What is perhaps Harrison's most well-known contribution to literary circles, although not many people are aware of his direct contribution, are the Shakespeare Penguin Classics, for which he was general editor. These relatively cheap, paperback copies were "intended for serious readers of books who preferred owning their own cop[ies]." Harrison also edited the Harcourt Brace College Shakespeare.

Harrison is also known for his many works on Shakespeare and his synthetic Elizabethan and Jacobean Journals. During his own studies, Harrison noticed that while there were notable books that centered on and analyzed Shakespeare, there was "nothing cheap, popular and portable." This led to Shakespeare: The Man and his Stage in 1923, which was written in collaboration with E. A. G. Lamborn. The book centered on Shakespeare, his plays, and the traditions of the time they were written in. In reviews, it was held up as successfully providing valuable academic content in simple, engaging and easy to understand language. Harrison found a way to convey historic events in a creative and engaging way in his Elizabethan Journals which included An Elizabethan Journal: Being a Record of Those Things Most Talked of During the Years 1591-1594,'A Second Elizabethan Journal and A Last Elizabethan Journal. In his Jacobean Journals, Harrison proves adept at writing in and simulating seventeenth century style prose. As in the Elizabethan Journals, Harrison searches through primary historical evidence and weaves it into an engaging narrative in the form of multiple journals published under the titles: A Jacobean Journal: Being a Record of Those Things Most Talked of During the Years 1603-1606, and A Second Jacobean Journal: 1607-1610. Other notable works include biographies centered on John Bunyan and the Earl of Essex (G. B. Harrison Papers, Biography).

In 1962, Harrison published The Profession of English.
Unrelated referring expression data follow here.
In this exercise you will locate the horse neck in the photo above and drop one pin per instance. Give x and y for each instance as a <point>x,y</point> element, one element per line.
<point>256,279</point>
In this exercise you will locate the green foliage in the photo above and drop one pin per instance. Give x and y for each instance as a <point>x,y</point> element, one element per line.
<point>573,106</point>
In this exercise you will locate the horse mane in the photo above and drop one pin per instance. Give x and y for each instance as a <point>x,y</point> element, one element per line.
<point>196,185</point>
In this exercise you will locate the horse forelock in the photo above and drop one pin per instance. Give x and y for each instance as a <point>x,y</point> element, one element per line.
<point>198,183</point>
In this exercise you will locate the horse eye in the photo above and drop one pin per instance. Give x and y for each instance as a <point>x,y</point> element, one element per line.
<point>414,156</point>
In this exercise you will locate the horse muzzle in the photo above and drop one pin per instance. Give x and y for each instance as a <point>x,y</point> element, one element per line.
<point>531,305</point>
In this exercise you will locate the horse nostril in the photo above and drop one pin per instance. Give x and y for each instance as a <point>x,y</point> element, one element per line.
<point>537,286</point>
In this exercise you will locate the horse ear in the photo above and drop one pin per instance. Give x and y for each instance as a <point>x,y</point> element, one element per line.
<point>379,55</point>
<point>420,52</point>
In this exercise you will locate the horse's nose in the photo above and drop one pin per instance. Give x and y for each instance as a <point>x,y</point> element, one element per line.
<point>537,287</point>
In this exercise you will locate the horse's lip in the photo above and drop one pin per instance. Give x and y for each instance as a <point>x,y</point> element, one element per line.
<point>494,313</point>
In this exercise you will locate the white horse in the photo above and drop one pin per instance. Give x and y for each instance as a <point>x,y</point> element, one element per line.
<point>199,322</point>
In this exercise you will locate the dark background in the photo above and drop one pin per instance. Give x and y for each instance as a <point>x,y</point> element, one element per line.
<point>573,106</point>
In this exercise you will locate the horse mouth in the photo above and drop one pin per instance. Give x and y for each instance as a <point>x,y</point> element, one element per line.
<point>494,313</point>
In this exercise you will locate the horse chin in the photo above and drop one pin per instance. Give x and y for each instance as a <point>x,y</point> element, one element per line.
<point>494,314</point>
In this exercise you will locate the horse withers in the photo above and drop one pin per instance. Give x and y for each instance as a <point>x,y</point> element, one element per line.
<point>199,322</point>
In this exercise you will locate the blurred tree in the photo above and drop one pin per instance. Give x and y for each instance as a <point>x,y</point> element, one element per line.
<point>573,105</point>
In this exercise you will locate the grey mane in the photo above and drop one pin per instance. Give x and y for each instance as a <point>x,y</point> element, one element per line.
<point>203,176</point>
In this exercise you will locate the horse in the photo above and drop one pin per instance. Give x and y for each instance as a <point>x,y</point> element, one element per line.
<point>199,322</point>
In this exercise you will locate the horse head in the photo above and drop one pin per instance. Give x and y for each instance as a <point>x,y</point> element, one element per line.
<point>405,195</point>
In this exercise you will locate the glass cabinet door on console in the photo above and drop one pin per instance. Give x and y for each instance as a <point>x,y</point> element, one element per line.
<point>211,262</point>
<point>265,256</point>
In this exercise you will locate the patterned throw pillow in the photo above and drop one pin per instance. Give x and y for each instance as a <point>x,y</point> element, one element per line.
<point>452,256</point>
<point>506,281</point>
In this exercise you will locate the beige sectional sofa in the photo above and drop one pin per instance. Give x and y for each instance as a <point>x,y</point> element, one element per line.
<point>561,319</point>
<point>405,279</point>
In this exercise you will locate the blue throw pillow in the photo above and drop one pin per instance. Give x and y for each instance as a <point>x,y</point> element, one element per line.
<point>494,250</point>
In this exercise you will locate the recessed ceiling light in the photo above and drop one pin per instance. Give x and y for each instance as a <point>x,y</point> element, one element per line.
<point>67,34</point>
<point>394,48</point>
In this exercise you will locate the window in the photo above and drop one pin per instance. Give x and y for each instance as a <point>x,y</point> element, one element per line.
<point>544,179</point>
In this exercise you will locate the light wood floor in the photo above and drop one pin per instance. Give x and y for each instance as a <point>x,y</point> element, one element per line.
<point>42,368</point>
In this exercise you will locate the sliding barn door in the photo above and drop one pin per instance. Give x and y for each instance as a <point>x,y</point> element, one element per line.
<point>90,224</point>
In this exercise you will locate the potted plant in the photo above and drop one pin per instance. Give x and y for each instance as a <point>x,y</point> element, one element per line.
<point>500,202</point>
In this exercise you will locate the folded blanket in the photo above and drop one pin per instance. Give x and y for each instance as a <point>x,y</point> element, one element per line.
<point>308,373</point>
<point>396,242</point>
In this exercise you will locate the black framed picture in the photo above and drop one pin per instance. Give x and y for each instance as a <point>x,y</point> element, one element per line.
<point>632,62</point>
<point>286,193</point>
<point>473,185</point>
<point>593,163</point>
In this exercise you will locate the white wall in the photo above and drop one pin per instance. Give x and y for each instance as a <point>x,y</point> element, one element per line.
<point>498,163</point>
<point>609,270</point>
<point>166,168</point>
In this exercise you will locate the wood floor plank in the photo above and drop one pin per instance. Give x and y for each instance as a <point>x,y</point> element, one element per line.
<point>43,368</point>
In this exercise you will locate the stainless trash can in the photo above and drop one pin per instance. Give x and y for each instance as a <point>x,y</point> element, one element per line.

It was to fill the role of a textbook of sorts, and, according to an education orientated reviewer, succeeded as a worthy "pedagogical autobiography." Instead of solely focusing on just the professor, the book also questions and encourages what students think. Harrison's original goal, as he states in the introduction, was to answer a question that his graduate assistant had earnestly asked as the pair were walking through Angell Hall at the University of Michigan. His graduate assistant boldly inquired after what Harrison was "trying to accomplish in [his] teaching and study of English literature." After pursuing various lines of inquiry with professors in all areas of the department, Harrison realized that no one had a ready and genuine answer to his graduate assistant's question. Not even Harrison himself had been able to answer without circling around the heart of the matter. Thus, in The Profession of English, Harrison sets out to answer this question and explore the broader implications of reading and studying English.

While G. B. Harrison was interested in and did write fiction, he ultimately ended up only publishing one novel. The Fires of Arcadia was published in 1956. It follows the life of a young lad and describes the various adventures that pepper his college experience.

Later, in 1985, Harrison published his memoir, One Man in His Time. He explores all aspects of and tries to make sense of his life in regards to the snippets of memory that pertain to the ordinary, everyday events of life. Everyone is, in a sense, only a product of the time that he or she lives in.

==Later years and retirement==
After a long, successful career, G. B. Harrison and Dorothy retired to New Zealand, and Harrison wrote and published his memoir. George Bagshawe Harrison died at his New Zealand home on 1 November 1991.